16 Kasım 2013 Cumartesi

17 Kasım 2013, Boğa Burcu’nda DOLUNAY … Hayaletli Kuleyi Terk Etme Zamanı

BY NICOLETTA TOMAS CARAVIA

DOLUNAY bir Güneş – Ay karşıtlığıdır… Güneş ruhumuzdan yansıyan ve hayat yolumuzu aydınlatan ışık, Ay ise aklımızı çelen ve bizi kendi merkezimizde olmaktan ala koyan bir cazibe odağıdır! Etrafımızda dönen bir uydudur ama onun burçtan burca girişleriyle dönüp duran bizim başımızdır :) DOLUNAY, Ay’ın yanıltıcı cazibesinin en yüksek olduğu ve bizim varlık bilincimize meydan okuduğu bir zamandır… O yüzden her DOLUNAY evresi, yanılsamalarla dolu bir vadidir… Beden ve ruh, akıl ve duygu, şiddet ve şefkat, korku ve cesaret arasında DENGE kurmayı bize öğreten bir sınavdır.

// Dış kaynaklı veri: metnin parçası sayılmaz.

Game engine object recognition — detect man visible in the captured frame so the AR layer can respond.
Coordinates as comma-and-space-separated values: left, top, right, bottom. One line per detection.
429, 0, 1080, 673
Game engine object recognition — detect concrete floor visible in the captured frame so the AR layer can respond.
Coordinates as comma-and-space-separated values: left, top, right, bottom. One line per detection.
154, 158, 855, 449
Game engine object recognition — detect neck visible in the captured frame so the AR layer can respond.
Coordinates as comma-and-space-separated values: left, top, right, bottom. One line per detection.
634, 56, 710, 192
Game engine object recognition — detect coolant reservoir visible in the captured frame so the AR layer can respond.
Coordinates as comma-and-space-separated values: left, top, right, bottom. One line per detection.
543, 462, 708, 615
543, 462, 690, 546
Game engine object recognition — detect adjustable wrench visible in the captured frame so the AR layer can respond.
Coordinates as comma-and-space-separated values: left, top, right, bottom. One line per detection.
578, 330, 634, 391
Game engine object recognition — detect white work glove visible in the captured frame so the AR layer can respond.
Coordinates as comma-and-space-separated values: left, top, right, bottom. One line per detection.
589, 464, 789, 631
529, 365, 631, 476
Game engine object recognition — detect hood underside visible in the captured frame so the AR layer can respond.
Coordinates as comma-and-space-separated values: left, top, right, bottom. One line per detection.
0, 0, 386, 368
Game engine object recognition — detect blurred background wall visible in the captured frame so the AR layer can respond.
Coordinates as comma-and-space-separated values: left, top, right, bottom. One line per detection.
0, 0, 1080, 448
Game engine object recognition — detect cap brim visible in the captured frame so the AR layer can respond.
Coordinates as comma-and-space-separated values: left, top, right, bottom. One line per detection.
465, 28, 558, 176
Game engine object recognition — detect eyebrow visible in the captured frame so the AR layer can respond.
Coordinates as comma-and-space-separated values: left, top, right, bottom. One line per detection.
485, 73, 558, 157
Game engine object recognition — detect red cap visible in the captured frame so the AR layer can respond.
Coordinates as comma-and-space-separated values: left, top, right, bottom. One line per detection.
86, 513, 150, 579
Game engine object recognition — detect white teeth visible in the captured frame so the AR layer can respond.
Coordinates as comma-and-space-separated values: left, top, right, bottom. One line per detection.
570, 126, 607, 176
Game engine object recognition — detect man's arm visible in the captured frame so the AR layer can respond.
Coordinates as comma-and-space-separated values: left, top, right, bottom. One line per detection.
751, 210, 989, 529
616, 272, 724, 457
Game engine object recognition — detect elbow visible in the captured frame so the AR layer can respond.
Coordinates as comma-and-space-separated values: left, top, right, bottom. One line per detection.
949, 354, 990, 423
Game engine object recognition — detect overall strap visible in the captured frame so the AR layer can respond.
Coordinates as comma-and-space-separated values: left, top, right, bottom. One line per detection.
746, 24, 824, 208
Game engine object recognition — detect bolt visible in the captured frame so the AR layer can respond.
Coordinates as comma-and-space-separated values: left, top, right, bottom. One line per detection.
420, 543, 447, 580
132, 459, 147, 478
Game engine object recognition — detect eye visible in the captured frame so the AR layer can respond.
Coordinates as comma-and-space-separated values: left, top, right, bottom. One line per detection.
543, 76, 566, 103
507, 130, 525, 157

17 Kasım günü, İstanbul saatiyle 17:16′da, 2013′ün Tutulmalar Çemberi’ni kapatan bir Dolunay yaşayacağız. Bu Dolunay Merkür Retrosu’nun gölgesini temizleyecek. Ardından Chiron’un düze çıkması ve 21 Kasımda Güneş’in Yay Burcu’na girmesiyle, gökler Akrep’in gotik iklimine elveda demiş olacaklar :)

Bu DOLUNAY bizim için de, içimizdeki ”Hayaletli Kule”yi terk etme zamanı olabilir!
DOLUNAY haritasında AY, elindekileri kaybetmekten korkan, var olana tutunan, elle tutulabilir ve gözle görülebilir olanı bilinmeyene yeğ tutan Boğa Burcu’nda. Ama yerleşimi 12 Ev’de… Ve ALGOL sabit yıldızı ile kavuşumda.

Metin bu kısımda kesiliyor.